The key thing that I personally took away from this text from a big-picture standpoint is that Lamentations is not intended to be a theological treatise. It is emotional, not rational, and it “holds together in an unstable unity a variety of theological themes” (27). Moreover, it is more about the expression of suffering rather than presiding a theodicy of suffering. It is not a book to look to for theological statements, as those statements are being made by individuals enduring the crucible of suffering.

Each chapter of Lamentations receives between 25-40 pages of analysis, where Goldingay goes verse-by-verse through the text. He gives each chapter a thematic title that serves as a powerful summary of the lament:

  • Lamentations 1: “Is there pain like my pain?”
  • Lamentations 2: “He poured out his wrath like fire.”
  • Lamentations 3: “Perhaps there is hope.”
  • Lamentations 4: “He lit a fire in Zion.”
  • Lamentations 5: “Be mindful, Yahweh.”

Each of these chapters ends with an imaginative reader’s response that speculates how someone who has taken part in reading these laments after the Exile might have experienced them. While it is probably the least academic section of the commentary, it is perhaps the most helpful pastorally. I found these sections to be incredibly powerful in showing how similar the laments of Israel are to so many throughout the world today. The feelings of Lamentations are the feelings of Christians struggling with tragedy the world over.

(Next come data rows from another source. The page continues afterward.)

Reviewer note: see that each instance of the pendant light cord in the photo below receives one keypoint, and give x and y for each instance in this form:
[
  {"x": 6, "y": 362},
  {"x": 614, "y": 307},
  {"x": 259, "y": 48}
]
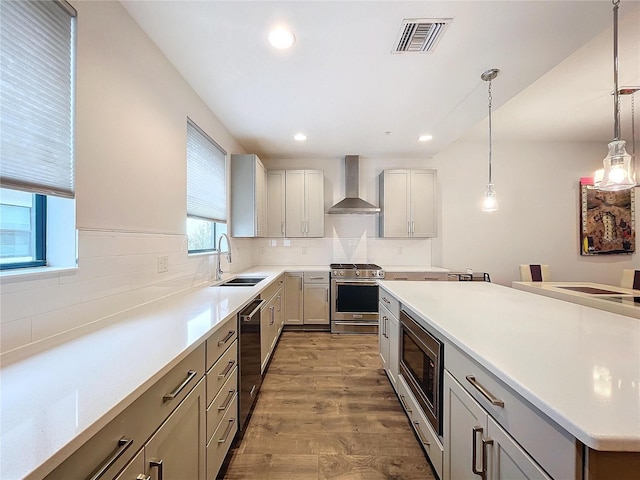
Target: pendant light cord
[
  {"x": 490, "y": 145},
  {"x": 616, "y": 111}
]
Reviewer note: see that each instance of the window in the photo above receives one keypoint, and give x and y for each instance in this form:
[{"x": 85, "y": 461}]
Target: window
[
  {"x": 206, "y": 190},
  {"x": 37, "y": 71},
  {"x": 23, "y": 220}
]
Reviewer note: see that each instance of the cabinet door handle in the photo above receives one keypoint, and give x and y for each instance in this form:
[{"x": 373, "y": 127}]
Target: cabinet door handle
[
  {"x": 485, "y": 393},
  {"x": 227, "y": 401},
  {"x": 123, "y": 445},
  {"x": 419, "y": 433},
  {"x": 159, "y": 465},
  {"x": 404, "y": 404},
  {"x": 474, "y": 456},
  {"x": 191, "y": 374},
  {"x": 227, "y": 338},
  {"x": 226, "y": 432},
  {"x": 226, "y": 371}
]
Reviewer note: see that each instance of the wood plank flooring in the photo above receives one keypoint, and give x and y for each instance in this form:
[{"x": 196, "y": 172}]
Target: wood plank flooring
[{"x": 326, "y": 410}]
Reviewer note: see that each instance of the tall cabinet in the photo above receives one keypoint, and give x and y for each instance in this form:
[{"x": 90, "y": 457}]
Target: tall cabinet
[
  {"x": 275, "y": 203},
  {"x": 248, "y": 196},
  {"x": 408, "y": 203},
  {"x": 304, "y": 210}
]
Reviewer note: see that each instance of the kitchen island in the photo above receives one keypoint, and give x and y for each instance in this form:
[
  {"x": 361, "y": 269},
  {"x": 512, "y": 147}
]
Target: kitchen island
[{"x": 578, "y": 366}]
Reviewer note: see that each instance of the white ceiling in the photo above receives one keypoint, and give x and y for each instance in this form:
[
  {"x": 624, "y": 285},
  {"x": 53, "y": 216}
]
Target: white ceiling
[{"x": 341, "y": 85}]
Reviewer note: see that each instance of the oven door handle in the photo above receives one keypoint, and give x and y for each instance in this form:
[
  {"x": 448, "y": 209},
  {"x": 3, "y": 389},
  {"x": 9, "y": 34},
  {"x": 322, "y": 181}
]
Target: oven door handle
[{"x": 371, "y": 282}]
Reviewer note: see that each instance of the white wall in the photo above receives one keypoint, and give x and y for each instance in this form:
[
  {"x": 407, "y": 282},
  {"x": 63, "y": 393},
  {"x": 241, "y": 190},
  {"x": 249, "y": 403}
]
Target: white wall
[
  {"x": 131, "y": 114},
  {"x": 538, "y": 219}
]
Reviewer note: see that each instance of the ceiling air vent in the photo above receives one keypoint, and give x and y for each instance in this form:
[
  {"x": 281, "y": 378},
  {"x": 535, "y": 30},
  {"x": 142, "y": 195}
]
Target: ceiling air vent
[{"x": 420, "y": 35}]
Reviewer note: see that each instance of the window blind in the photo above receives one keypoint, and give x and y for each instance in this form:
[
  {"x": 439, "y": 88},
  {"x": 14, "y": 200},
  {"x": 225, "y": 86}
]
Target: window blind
[
  {"x": 206, "y": 176},
  {"x": 37, "y": 63}
]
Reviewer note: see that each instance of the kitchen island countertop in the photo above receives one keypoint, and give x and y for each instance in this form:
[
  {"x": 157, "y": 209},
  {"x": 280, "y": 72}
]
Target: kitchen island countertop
[{"x": 580, "y": 366}]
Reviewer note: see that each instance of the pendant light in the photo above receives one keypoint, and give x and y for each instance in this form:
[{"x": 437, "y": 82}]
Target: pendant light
[
  {"x": 490, "y": 201},
  {"x": 618, "y": 173}
]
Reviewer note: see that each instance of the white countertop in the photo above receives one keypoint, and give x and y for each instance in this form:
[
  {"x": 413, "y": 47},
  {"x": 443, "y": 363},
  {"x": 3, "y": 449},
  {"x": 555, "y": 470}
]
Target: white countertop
[
  {"x": 580, "y": 366},
  {"x": 62, "y": 393},
  {"x": 616, "y": 299}
]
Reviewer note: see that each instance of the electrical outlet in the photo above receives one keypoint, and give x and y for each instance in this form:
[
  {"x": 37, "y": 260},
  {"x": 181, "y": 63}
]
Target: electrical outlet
[{"x": 163, "y": 264}]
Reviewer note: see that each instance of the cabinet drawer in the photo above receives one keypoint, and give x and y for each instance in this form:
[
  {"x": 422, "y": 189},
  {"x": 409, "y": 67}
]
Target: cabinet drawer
[
  {"x": 552, "y": 447},
  {"x": 426, "y": 436},
  {"x": 114, "y": 445},
  {"x": 221, "y": 440},
  {"x": 219, "y": 405},
  {"x": 219, "y": 341},
  {"x": 390, "y": 303},
  {"x": 268, "y": 293},
  {"x": 221, "y": 371},
  {"x": 316, "y": 277}
]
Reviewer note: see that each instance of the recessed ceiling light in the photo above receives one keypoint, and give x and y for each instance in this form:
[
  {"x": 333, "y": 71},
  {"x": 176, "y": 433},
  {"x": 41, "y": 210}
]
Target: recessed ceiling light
[{"x": 281, "y": 38}]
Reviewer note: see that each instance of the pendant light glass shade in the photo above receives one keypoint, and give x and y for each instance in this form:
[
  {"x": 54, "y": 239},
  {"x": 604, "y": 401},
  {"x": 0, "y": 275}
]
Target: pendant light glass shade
[
  {"x": 617, "y": 168},
  {"x": 490, "y": 201},
  {"x": 618, "y": 174}
]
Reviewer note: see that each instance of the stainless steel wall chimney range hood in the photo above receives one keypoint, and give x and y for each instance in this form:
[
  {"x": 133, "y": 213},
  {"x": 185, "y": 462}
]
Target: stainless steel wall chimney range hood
[{"x": 352, "y": 203}]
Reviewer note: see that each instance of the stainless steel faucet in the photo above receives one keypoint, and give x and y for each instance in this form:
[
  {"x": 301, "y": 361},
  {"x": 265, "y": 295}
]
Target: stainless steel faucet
[{"x": 219, "y": 271}]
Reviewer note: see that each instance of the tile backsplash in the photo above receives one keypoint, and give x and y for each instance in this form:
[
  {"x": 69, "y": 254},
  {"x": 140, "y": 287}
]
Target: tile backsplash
[{"x": 118, "y": 271}]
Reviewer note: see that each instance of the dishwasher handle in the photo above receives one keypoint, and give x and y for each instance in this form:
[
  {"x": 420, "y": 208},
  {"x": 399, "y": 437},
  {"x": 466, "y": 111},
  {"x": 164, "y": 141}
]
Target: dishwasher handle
[{"x": 251, "y": 309}]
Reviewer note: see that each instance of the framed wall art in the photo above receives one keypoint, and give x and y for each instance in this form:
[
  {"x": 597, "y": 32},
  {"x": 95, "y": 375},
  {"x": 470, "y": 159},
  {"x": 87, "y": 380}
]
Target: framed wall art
[{"x": 607, "y": 221}]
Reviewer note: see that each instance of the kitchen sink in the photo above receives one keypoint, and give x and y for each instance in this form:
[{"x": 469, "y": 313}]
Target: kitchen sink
[{"x": 242, "y": 282}]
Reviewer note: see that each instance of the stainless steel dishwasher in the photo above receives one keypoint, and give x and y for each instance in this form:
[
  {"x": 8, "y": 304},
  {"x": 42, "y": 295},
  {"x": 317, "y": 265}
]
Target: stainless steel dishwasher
[{"x": 250, "y": 359}]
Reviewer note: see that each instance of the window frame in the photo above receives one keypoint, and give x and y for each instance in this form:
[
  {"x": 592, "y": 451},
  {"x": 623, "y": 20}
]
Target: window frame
[
  {"x": 216, "y": 223},
  {"x": 40, "y": 244}
]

Goldingay also utilizes bullet points to summarize and categorize information, making this among one of the most readable academic commentaries that I’ve had the pleasure of reading. It makes it easy for the reader to break down information and analyze it. The writing style is academic, but informal, making it very readable. Goldingay’s personality shines through and it isn’t as a dusty academic but as someone who truly loves Scripture and wants to ensure readers understand it well. Lamentations makes it clear that we cannot academize lament and grief. Goldingay matches that tone with a writing style that manages to be both empathic and academic.

I also appreciate that Goldingay makes use of many other commentaries on Lamentations, more often than not quoting them directly. It shows that he has truly done the work of researching the literature and has an understanding not only of Lamentations but the academic corpus of writing concerning Lamentations. Commentaries are generally used piecemeal for whatever section a pastor or scholar is working over, but the length and style of Goldingay’s work lends itself toward reading this book cover-to-cover. I personally read this over a six-week period, spending one week on the introduction and five weeks over the five chapters reflecting on lament. It was a deeply spiritual experience, and that’s not something I usually say about commentaries. More than engaging my mind and increasing my knowledge, John Goldingay’s NICOT Lamentations commentary engaged my heart and increased my spiritual understanding of lament, grief, and God.